Something else I get asked a lot is, “Do you want another boy or do you want a girl?” In all honesty, I’m pretty indifferent and the reason I know that to be true is because we actually have the envelope with our gender results. We’ve had it since 10 weeks and have not opened it. Don’t get me wrong, in the beginning it was driving me crazy, but as time has gone by, it actually hasn’t been on my mind too much, which makes me realize that boy or girl, I just want this little bug to be healthy and happy. On one side it would be amazing to give Q a brother. I grew up with two sisters and my husband has two brothers, so having same sex siblings would be pretty darn awesome. However, what mama doesn’t want a little girl? It would be just as awesome to see Q with a little sister to watch over. In any case, I feel truly lucky…boy or girl! :)

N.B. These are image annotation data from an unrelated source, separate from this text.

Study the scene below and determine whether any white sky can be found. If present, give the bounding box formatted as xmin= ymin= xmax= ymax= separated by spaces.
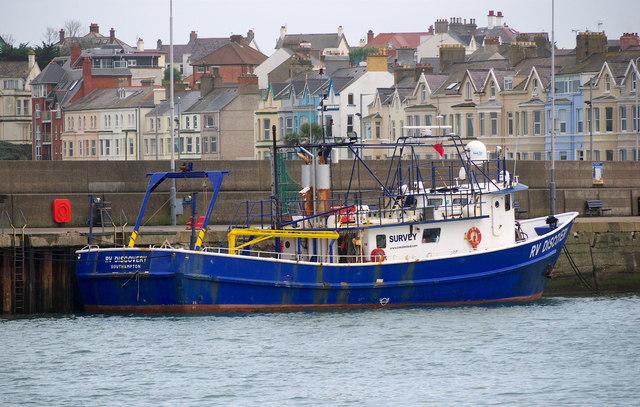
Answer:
xmin=5 ymin=0 xmax=640 ymax=55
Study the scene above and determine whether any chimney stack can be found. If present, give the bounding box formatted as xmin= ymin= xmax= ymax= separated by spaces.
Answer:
xmin=70 ymin=41 xmax=82 ymax=67
xmin=440 ymin=44 xmax=465 ymax=71
xmin=367 ymin=30 xmax=374 ymax=44
xmin=82 ymin=57 xmax=93 ymax=96
xmin=576 ymin=32 xmax=607 ymax=62
xmin=620 ymin=33 xmax=640 ymax=51
xmin=436 ymin=19 xmax=449 ymax=34
xmin=487 ymin=10 xmax=496 ymax=29
xmin=238 ymin=74 xmax=260 ymax=95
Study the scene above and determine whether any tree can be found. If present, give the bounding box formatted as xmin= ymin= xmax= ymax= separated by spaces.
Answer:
xmin=0 ymin=141 xmax=31 ymax=160
xmin=64 ymin=20 xmax=82 ymax=37
xmin=0 ymin=43 xmax=31 ymax=61
xmin=34 ymin=41 xmax=60 ymax=69
xmin=300 ymin=123 xmax=322 ymax=142
xmin=349 ymin=47 xmax=378 ymax=66
xmin=162 ymin=68 xmax=182 ymax=88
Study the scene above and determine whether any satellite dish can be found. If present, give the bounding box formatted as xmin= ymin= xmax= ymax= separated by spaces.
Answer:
xmin=458 ymin=167 xmax=467 ymax=180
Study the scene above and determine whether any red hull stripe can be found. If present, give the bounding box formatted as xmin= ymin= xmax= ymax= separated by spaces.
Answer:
xmin=84 ymin=292 xmax=542 ymax=314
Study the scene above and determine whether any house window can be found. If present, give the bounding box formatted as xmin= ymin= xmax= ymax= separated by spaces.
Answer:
xmin=262 ymin=119 xmax=271 ymax=140
xmin=3 ymin=79 xmax=19 ymax=89
xmin=576 ymin=109 xmax=584 ymax=134
xmin=605 ymin=150 xmax=613 ymax=161
xmin=467 ymin=113 xmax=473 ymax=137
xmin=620 ymin=106 xmax=627 ymax=131
xmin=558 ymin=109 xmax=567 ymax=134
xmin=533 ymin=110 xmax=542 ymax=136
xmin=490 ymin=112 xmax=498 ymax=136
xmin=604 ymin=107 xmax=613 ymax=131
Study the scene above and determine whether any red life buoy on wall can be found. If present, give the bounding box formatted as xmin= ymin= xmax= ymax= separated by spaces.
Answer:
xmin=53 ymin=199 xmax=71 ymax=223
xmin=371 ymin=249 xmax=387 ymax=263
xmin=466 ymin=226 xmax=482 ymax=249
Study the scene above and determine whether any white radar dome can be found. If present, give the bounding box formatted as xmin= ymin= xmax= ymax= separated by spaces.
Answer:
xmin=466 ymin=140 xmax=487 ymax=162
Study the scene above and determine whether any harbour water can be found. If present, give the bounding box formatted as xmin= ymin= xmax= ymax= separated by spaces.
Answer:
xmin=0 ymin=295 xmax=640 ymax=406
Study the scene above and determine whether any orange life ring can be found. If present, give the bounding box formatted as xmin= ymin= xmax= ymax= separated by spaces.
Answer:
xmin=467 ymin=226 xmax=482 ymax=249
xmin=371 ymin=249 xmax=387 ymax=263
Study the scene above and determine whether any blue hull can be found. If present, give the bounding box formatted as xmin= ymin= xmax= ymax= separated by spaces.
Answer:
xmin=76 ymin=219 xmax=573 ymax=313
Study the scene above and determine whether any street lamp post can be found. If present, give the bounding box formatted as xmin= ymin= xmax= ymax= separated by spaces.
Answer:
xmin=169 ymin=0 xmax=176 ymax=226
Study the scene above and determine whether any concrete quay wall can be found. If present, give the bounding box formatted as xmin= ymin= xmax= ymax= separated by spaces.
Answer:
xmin=0 ymin=161 xmax=640 ymax=227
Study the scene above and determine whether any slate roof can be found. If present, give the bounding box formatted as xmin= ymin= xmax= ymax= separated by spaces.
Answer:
xmin=66 ymin=87 xmax=154 ymax=111
xmin=187 ymin=87 xmax=238 ymax=113
xmin=31 ymin=57 xmax=66 ymax=85
xmin=193 ymin=41 xmax=268 ymax=65
xmin=275 ymin=33 xmax=344 ymax=51
xmin=158 ymin=37 xmax=231 ymax=63
xmin=0 ymin=61 xmax=30 ymax=78
xmin=365 ymin=32 xmax=431 ymax=48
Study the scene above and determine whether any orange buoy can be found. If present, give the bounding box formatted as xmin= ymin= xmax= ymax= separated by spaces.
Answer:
xmin=467 ymin=226 xmax=482 ymax=249
xmin=53 ymin=199 xmax=71 ymax=223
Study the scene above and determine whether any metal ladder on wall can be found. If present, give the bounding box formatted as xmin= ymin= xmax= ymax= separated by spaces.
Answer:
xmin=11 ymin=211 xmax=27 ymax=314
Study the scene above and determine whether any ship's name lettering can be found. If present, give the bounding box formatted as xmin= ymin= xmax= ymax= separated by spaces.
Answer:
xmin=104 ymin=256 xmax=147 ymax=263
xmin=389 ymin=233 xmax=418 ymax=243
xmin=529 ymin=229 xmax=569 ymax=258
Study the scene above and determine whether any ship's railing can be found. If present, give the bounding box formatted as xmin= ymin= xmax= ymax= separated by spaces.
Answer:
xmin=202 ymin=246 xmax=460 ymax=264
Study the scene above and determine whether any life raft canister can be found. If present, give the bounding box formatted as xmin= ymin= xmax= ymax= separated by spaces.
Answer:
xmin=466 ymin=226 xmax=482 ymax=249
xmin=371 ymin=249 xmax=387 ymax=263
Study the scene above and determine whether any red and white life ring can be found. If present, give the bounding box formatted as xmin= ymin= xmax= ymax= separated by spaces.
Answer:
xmin=466 ymin=226 xmax=482 ymax=249
xmin=371 ymin=249 xmax=387 ymax=263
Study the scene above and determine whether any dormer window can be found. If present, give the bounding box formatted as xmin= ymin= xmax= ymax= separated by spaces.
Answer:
xmin=504 ymin=76 xmax=513 ymax=90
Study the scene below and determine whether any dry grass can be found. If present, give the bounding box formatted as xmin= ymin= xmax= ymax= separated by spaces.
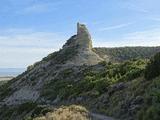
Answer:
xmin=34 ymin=105 xmax=90 ymax=120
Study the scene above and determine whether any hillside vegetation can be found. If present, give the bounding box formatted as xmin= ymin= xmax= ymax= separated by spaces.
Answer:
xmin=0 ymin=24 xmax=160 ymax=120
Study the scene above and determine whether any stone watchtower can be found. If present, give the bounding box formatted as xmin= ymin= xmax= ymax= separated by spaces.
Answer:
xmin=76 ymin=23 xmax=92 ymax=50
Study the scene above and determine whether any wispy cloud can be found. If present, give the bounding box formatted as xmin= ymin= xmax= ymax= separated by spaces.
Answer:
xmin=149 ymin=17 xmax=160 ymax=22
xmin=0 ymin=29 xmax=65 ymax=68
xmin=94 ymin=28 xmax=160 ymax=47
xmin=99 ymin=23 xmax=133 ymax=31
xmin=123 ymin=0 xmax=150 ymax=13
xmin=16 ymin=1 xmax=62 ymax=14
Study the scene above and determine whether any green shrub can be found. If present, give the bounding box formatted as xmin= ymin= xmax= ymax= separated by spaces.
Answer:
xmin=145 ymin=53 xmax=160 ymax=80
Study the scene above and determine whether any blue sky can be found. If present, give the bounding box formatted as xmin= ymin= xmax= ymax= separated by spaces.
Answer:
xmin=0 ymin=0 xmax=160 ymax=68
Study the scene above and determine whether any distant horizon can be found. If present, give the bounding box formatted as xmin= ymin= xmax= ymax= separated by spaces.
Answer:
xmin=0 ymin=0 xmax=160 ymax=68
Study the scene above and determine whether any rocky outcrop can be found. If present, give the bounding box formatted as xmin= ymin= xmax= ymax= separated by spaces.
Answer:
xmin=63 ymin=23 xmax=103 ymax=65
xmin=0 ymin=23 xmax=103 ymax=105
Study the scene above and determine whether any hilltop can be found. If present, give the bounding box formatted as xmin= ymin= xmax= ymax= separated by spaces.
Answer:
xmin=0 ymin=23 xmax=160 ymax=120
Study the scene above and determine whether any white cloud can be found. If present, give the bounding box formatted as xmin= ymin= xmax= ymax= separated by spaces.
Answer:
xmin=99 ymin=23 xmax=133 ymax=31
xmin=0 ymin=29 xmax=65 ymax=68
xmin=16 ymin=1 xmax=62 ymax=14
xmin=94 ymin=28 xmax=160 ymax=47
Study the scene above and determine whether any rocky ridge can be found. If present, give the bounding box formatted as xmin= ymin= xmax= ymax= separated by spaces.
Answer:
xmin=1 ymin=23 xmax=103 ymax=105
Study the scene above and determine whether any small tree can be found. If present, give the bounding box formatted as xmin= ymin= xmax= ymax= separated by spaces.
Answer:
xmin=145 ymin=53 xmax=160 ymax=80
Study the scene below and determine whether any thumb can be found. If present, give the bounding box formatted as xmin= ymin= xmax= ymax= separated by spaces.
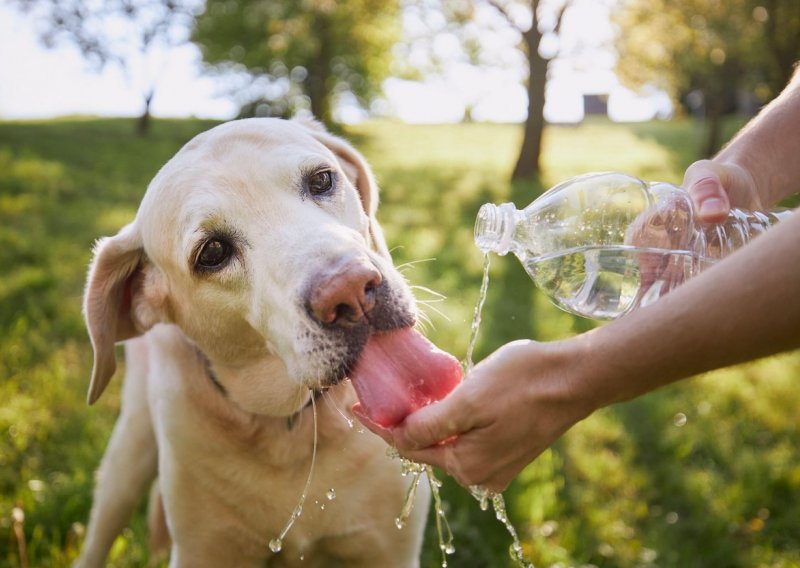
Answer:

One last piece I wanted to share is how my body has transformed so much more quickly this time around. I mean that bump showed up pretty darn fast, I’m talking 13-14 weeks, whereas with Q I don’t think I started officially showing till close to 19-20 weeks. My Midwives and OB have been told me that you can show a lot earlier the second time around. Needless to say, those jeans of mine have been collecting dust for a few weeks now and I’ve had to change my wardrobe quite quickly. Some of the items that I’ve had on repeat, Lululemon Align Pant , Urban Outfitters Out from Under Shirt, Dwell + Slumber Cacoon Caftan Dress and Smash + Tess Romper. Now I’m on the hunt for some good maternity jeans, please send your recommendations! :)
All in all, the journey so far as been one of gratitude and truly a wonderful gift for our family that we are ever so thankful for. I know having a baby doesn’t come easily to everyone, so I really wanted to end off by saying, to anyone out there who is trying for a baby, my hopes and prayers are with you. I’m sending all of our baby fairy dust your way!